Okay, let's start from the top: Vietnam. Kennedy saw we were in a no win situation. He had already had ordered a withdrawal of troops which had started the autumn of his death in '63. Johnson, upon taking office, immediately reversed that order. Fast forward to the Tet offensive, and Cronkite's comments that it was at best, a stalemate, but that it was unwinnable. It prompted Lyndon Johnson to say, "If I’ve lost Cronkite, I’ve lost middle America." And he was right. Less than a decade earlier, Eisenhower warned us of the Military Industrial Complex, and he was right.
Cronkite didn't pull his opinion out of his ass: he went into the field and got the story directly. As we've seen, the DOD fudged the numbers of US & Vietcong casualties to make it look like we were winning the war.
No, Cronkite was correct on Vietnam. He was correct to report the truth of the boondoggle our government and the MIL that Ike warned us about.
You point to an article where Cronkite stated that he did not believe there was a Soviet threat. He's not the first one to say that. Once tourism opened up in the USSR, Robert Heinlein and his wife visited the country. As she had learned to speak Russian, she was able to speak with Russian citizens about the state of their country. Bob also made his own observations. Smaller families were the norm, while the population was far from its pre WWII number. It's a good article and you can find it in his collection EXPANDED UNIVERSE, under the chapter "Pravda Means Truth"
No, Walter earned his title the most trusted man in America.

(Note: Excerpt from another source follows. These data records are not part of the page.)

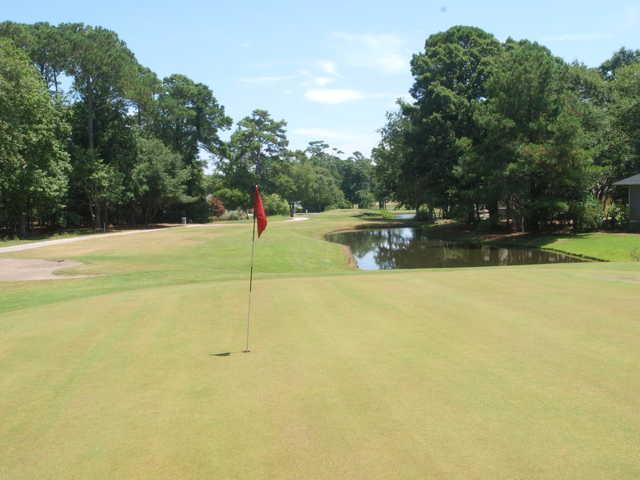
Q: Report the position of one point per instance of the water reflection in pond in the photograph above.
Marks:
(390, 248)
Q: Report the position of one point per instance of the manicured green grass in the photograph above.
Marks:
(37, 237)
(499, 372)
(613, 247)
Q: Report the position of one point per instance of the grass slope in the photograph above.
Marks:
(503, 372)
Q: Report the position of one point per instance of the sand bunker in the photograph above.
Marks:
(18, 269)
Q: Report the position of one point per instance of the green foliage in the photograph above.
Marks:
(257, 152)
(33, 164)
(158, 178)
(274, 204)
(217, 207)
(509, 126)
(234, 215)
(587, 214)
(233, 198)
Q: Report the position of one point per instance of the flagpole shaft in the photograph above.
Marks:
(253, 249)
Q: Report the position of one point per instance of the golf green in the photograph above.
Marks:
(497, 372)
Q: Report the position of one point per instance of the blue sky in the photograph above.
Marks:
(332, 68)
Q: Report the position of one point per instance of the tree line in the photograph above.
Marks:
(508, 131)
(89, 136)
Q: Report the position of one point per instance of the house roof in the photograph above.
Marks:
(632, 180)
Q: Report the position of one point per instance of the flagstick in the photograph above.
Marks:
(253, 249)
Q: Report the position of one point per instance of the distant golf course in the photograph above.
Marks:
(496, 372)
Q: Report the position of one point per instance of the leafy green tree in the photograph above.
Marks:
(450, 80)
(356, 179)
(316, 188)
(619, 59)
(157, 179)
(533, 134)
(257, 153)
(388, 157)
(33, 163)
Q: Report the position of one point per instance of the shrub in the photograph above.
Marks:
(234, 215)
(364, 198)
(617, 216)
(588, 214)
(217, 207)
(233, 198)
(274, 204)
(424, 214)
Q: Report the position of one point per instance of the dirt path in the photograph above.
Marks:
(47, 243)
(21, 270)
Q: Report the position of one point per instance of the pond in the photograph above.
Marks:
(408, 247)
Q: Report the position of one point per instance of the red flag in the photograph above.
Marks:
(258, 211)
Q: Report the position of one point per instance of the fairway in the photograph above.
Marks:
(499, 372)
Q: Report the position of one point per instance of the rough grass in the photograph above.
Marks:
(499, 372)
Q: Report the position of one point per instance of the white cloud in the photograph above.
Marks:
(632, 16)
(322, 81)
(324, 133)
(267, 79)
(385, 52)
(577, 37)
(327, 66)
(333, 96)
(345, 141)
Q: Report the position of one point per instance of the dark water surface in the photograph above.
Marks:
(408, 247)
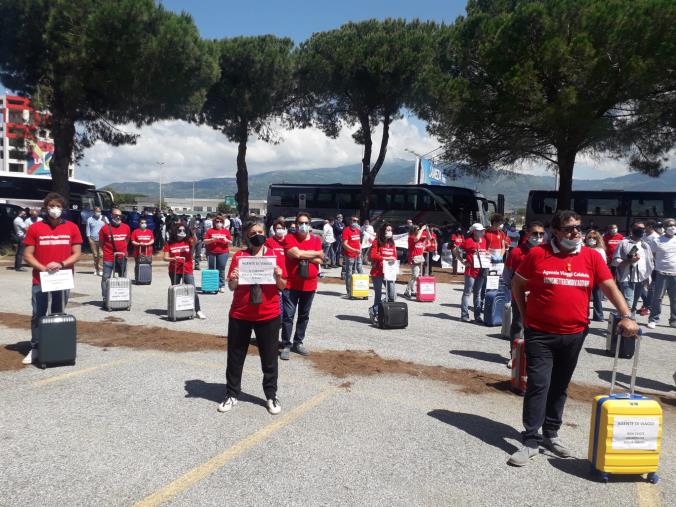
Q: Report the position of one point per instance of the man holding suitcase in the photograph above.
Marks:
(560, 277)
(51, 245)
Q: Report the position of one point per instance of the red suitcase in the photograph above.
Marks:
(426, 289)
(519, 375)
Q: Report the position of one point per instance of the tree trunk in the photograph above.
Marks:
(242, 173)
(63, 131)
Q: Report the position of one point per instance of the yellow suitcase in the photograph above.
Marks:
(626, 430)
(359, 287)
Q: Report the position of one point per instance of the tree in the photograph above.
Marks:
(526, 80)
(95, 64)
(255, 88)
(362, 74)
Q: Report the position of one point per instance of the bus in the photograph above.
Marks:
(601, 208)
(429, 204)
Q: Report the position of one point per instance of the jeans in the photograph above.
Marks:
(476, 286)
(239, 335)
(663, 283)
(551, 360)
(303, 301)
(218, 261)
(351, 265)
(40, 302)
(120, 269)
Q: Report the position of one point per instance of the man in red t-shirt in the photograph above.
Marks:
(51, 245)
(304, 255)
(560, 277)
(114, 246)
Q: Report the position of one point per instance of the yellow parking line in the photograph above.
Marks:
(204, 470)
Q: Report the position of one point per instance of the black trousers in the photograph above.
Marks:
(239, 334)
(551, 360)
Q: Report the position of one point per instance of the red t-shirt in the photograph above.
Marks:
(353, 237)
(470, 246)
(560, 285)
(294, 280)
(222, 243)
(269, 308)
(141, 236)
(180, 249)
(121, 233)
(52, 244)
(377, 254)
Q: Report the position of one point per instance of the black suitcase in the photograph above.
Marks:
(57, 335)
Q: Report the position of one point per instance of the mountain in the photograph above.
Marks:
(514, 186)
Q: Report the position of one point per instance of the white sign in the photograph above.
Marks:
(257, 270)
(390, 270)
(56, 281)
(639, 433)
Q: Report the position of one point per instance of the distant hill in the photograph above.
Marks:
(515, 186)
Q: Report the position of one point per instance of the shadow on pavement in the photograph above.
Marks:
(487, 430)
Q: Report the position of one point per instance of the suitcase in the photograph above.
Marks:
(627, 344)
(210, 281)
(359, 286)
(425, 289)
(519, 379)
(57, 335)
(626, 430)
(117, 291)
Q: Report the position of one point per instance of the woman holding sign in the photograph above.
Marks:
(256, 276)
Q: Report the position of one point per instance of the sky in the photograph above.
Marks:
(182, 151)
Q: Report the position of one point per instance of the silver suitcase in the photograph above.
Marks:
(117, 291)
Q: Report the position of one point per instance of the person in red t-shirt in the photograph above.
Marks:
(178, 253)
(351, 252)
(51, 245)
(217, 242)
(477, 263)
(383, 250)
(114, 247)
(304, 255)
(560, 277)
(254, 307)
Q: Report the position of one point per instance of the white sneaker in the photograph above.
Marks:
(274, 406)
(30, 357)
(227, 404)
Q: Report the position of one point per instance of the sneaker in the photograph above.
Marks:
(555, 445)
(299, 348)
(523, 456)
(227, 404)
(30, 357)
(273, 405)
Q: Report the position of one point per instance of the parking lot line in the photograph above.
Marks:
(202, 471)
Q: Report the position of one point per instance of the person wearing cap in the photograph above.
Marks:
(477, 262)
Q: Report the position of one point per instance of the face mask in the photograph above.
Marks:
(257, 240)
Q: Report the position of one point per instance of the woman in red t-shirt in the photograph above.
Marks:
(254, 307)
(383, 250)
(217, 241)
(178, 253)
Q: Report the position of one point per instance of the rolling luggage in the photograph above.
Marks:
(210, 281)
(117, 289)
(181, 300)
(359, 286)
(57, 335)
(627, 344)
(425, 289)
(626, 430)
(519, 379)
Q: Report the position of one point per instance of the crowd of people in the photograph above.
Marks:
(560, 266)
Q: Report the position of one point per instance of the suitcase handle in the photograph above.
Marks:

Oh, as far as the military budget, we spend more on defense than the next five countries combined. FDR showed how to use a military budget to improve the country in tes of peace, and to prepare for times of war. The later was an unexpected side benefit. We need to re uid our own country before we go off destroying others. But, that's another issue. One Trump would be better at achieving than Hillary.